São Paulo, October 28, 2010 - EZTEC S.A. (BOVESPA: EZTC3), founded 31 years ago, is one of the most profitable builders and developers in Brazil. The Company announces its results for the third quarter of 2009 (3Q10).

OPERATING AND FINANCIAL HIGHLIGHTS

  • Net Revenue of R$179.2 million in 3Q10, up 22.7% on 3Q09, and R$480.2 million in the first nine months of 2010 (9M10), up 25.5% on 9M09.
  • Gross Income in 3Q10 of R$93.4 million, up 52.1% in relation to 3Q09, for Gross Margin of 52.1%. In In 9M10, gross income amounted to R$224.1 million, 41.4% higher than in the same period last year, for gross margin of 46.7%, up 5.2 p.p. from 9M09.

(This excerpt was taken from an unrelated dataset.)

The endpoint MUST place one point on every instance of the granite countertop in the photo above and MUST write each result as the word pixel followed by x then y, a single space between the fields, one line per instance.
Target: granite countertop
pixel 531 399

  • EBITDA in 3Q10 increased by 49.6% from 3Q09 to R$76.4 million, with EBITDA Margin of 42.6%.It totaled R$176.5 million in 9M10, 40.3% higher than in 9M09, for EBITDA margin of 36.8%, expanding 3.9 p.p. from 9M09.
  • Net Income surpassed the record set in 2Q10 to reach R$78.2 million, growing 54.5% from 3Q09 and representing Net Margin of 43.6%. In 9M10, net income was R$181.0 million, for earnings per share of R$1.263, net margin of 37.7% and Annualized ROE of 26.8%.
  • EZTEC maintained its financial solidity in 3Q10, ending the quarter with Cash and Equivalents of R$134.3 million. Excluding debt (all SFH financing), the company’s Net Cash stood at R$78.6 million plus Performing Receivables from real-estate projects of R$279.0 million. These receivables, which qualify for securitization, are adjusted by the IGP-M + 12% p.a.
  • In 3Q10, we launched the high-end residential project Sophis. Located in Moema, in the city of São Paulo, with R$97.8 million in EZTEC PSV. Launches totaled R$633.0 million in 9M10, up 53.1% from 9M09. Launch volume represents approximately 79.1% of the center of the company’s guidance and surpassed total launches in 2009 by 25.1%.
  • EZTEC’s share of Contracted Sales reached R$118.9 million in 3Q10, and was focused on units delivered or to be delivered in 2010. In 9M10, EZTEC’s share of contracted sales totaled R$545.8 million, up 17.3% on 9M09. EZTEC always discloses its sales net of brokerage fees and rescissions.
  • On September 30, 2009, the Land Bank represented R$3.9 billion in own PSV. The average land bank acquisition cost, including costs with increasing construction potential, corresponded to 8.7% of PSV.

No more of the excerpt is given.